My Granny had the job of making the Christmas pudding. My mother would start buying ingredients in September until she had everything. My granny came over to mix the pudding and I still remember all the ingredients plus six little bottles of stout in the kitchen. I used to think all that stout went into the pudding – not realizing that the majority of the stout was payment to Granny and she drank her payment as she mixed the pudding.

The pudding would be boiled in a cloth for hours and hours and hung on a brush handle to dry out for a day or two. Then it was taken out of the cloth, doused in brandy and ready for eating.

I often think back on those times and I wonder if anyone would remember me for any of my baking in years to come.

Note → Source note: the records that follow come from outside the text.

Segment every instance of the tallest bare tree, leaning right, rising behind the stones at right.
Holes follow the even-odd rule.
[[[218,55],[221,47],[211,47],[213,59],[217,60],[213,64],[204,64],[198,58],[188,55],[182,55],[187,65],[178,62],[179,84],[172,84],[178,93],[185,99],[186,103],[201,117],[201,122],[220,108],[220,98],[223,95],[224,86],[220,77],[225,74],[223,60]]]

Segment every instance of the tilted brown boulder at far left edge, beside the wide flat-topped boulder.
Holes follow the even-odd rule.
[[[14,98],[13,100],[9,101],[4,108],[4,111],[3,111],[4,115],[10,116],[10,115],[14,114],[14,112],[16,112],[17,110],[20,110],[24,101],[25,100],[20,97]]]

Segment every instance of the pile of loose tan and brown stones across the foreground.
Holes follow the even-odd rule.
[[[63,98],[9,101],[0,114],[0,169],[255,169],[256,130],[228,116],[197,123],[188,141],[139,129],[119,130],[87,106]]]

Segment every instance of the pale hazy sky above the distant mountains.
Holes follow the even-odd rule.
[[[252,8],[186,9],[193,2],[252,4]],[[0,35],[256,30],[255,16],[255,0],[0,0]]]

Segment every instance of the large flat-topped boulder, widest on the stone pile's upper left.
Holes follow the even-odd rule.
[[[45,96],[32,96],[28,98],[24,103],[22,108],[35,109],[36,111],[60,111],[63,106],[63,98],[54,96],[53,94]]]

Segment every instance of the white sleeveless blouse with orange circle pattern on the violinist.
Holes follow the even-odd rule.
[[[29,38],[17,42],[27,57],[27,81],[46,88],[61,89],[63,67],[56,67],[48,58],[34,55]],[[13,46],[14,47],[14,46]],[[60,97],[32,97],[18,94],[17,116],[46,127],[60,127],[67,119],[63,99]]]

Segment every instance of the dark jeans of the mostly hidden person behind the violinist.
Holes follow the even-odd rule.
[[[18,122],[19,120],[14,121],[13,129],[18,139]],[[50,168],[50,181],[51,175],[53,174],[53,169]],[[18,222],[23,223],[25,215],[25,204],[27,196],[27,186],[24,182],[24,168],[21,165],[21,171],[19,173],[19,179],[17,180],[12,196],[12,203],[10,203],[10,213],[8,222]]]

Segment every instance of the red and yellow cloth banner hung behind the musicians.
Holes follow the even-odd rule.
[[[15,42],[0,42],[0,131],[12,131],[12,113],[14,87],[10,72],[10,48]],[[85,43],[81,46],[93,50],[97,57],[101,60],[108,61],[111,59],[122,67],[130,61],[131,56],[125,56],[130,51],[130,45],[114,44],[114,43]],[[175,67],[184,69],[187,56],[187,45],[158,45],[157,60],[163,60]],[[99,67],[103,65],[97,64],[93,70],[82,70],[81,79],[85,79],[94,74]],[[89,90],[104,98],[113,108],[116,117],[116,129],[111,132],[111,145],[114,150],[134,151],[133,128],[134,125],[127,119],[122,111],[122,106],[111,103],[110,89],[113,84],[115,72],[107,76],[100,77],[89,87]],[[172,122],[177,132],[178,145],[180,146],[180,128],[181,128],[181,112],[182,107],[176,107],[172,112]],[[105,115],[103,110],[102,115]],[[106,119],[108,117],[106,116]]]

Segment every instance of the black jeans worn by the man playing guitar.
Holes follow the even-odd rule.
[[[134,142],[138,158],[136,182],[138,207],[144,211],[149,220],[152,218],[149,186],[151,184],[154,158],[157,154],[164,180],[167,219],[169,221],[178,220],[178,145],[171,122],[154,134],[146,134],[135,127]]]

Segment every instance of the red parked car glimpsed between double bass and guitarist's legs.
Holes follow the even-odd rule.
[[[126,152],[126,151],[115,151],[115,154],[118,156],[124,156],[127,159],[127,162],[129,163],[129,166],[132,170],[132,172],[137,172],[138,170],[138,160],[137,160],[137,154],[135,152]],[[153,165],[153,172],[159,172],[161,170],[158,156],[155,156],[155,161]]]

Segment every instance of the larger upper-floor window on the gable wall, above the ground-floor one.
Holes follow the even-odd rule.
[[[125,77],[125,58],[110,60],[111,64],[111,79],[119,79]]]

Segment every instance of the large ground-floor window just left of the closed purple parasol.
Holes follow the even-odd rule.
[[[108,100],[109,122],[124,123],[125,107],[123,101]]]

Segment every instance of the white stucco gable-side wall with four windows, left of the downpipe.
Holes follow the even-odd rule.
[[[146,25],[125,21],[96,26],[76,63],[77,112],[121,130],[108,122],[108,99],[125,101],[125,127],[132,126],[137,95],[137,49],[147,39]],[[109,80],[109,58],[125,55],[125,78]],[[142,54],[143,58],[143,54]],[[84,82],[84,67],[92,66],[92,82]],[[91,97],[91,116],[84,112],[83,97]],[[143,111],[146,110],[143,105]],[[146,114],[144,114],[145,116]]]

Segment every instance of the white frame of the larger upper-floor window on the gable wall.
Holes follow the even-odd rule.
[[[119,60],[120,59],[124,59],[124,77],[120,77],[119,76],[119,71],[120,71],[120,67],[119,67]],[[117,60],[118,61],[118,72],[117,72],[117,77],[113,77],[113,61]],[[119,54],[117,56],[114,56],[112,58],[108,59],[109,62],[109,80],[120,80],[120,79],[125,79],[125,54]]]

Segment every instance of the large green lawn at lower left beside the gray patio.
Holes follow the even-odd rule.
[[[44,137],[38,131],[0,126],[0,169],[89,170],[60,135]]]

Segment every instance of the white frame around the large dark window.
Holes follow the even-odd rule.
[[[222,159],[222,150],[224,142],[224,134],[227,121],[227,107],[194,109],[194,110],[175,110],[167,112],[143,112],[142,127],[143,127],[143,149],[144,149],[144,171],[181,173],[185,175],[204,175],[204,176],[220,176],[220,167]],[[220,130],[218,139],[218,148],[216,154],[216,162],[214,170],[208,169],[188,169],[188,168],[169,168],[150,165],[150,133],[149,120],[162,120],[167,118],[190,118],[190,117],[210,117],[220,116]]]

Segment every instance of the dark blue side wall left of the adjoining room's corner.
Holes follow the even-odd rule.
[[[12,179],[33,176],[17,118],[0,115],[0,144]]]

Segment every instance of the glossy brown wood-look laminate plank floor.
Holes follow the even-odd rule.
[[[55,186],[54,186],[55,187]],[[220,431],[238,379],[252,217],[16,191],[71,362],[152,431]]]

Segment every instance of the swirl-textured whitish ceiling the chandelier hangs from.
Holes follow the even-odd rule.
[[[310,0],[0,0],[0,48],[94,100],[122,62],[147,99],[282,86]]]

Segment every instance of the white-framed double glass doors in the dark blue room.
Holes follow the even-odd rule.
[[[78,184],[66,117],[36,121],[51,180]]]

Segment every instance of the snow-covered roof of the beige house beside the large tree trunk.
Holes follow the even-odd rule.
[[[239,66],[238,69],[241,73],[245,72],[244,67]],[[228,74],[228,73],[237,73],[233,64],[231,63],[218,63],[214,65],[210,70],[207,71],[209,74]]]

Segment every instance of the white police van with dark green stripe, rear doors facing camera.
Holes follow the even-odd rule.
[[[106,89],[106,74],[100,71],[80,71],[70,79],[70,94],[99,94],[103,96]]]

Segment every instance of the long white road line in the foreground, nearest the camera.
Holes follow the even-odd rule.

If they do, I think it might be for this great tea brack.


Tea Brack
½ pint of cold tea
1 lb sultanas
4 ozs mixed peel
4 ozs brown Sugar
1 tsp vanilla essence

Mix together and steep overnight

Then add
1¼ lb plain flour
2 tsp baking powder
2 eggs
6 ozs melted margarine
2 ozs chopped walnuts
¼ tsp mixed spice

Pour the mixture into two loaf tins.

Cook in oven at 200 degrees for approximately 1 hour and then lower to 100 degrees for another 15 minutes, depending on the oven. Fan ovens will be faster.